I thought about the Danish model while reading the recent reports from Germany about workers at troubled Opel factorieswites Thomas Fuller in the International Herald Tribune (emphasis mine).
The automaker is so desperate to lay off employees without making too many waves that it is reportedly offering buyouts of as much as $200,000, or $266,000.
The corollary to this generous offer is of course a familiar but key question for Europe: Who wants to hire someone if the cost of firing them is such a huge sum?
It is an unpopular question in Europe because many people have come to think of employee protections as part of a higher form of civilization. Making it easier to fire people, by this logic, is slipping backward in social evolution.
That is not the thinking in Denmark, however, which after all is a pretty civilized place.
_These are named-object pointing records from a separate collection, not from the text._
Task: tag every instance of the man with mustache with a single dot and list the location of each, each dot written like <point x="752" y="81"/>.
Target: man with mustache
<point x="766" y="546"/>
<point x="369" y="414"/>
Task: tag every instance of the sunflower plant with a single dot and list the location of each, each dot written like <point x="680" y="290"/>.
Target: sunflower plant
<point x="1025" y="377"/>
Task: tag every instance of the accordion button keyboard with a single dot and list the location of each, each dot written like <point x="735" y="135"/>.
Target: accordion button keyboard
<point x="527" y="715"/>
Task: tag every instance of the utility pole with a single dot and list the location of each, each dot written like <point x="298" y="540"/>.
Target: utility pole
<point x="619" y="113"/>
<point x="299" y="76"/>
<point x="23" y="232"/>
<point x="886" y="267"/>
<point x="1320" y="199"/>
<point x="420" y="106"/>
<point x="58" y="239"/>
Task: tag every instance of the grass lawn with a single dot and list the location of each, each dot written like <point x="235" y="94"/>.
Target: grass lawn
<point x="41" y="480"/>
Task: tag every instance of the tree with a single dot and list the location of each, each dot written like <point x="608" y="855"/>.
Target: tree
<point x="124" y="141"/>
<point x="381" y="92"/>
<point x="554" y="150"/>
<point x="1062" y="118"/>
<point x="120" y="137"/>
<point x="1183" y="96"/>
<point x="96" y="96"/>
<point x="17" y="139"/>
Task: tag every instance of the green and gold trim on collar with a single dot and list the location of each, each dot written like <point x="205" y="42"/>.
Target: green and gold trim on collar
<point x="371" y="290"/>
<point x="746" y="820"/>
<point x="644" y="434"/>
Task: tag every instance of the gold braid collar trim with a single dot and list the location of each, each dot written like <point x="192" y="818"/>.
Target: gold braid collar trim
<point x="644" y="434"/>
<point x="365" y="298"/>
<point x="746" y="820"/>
Protection against dismissal has never been a major issue" [in this European welfare state par excellence] said Einar Edelberg, deputy permanent secretary in the Danish Ministry of Employment. "It's easy to fire — and accordingly, it's easy to hire."
And that's the main point, say Danish experts on the system. …
One footnote on the Danish model: Workers here tell pollsters they feel confident about being able to find work. A study by the Organization for Economic Cooperation and Development showed that workers in Denmark led the world in a feeling of employment security, along with workers in the United States [!]. At the bottom of the list were countries with higher degrees of protection, like France and Spain.
The moral of this story: The more legal protections you have against getting fired, the less protected you feel.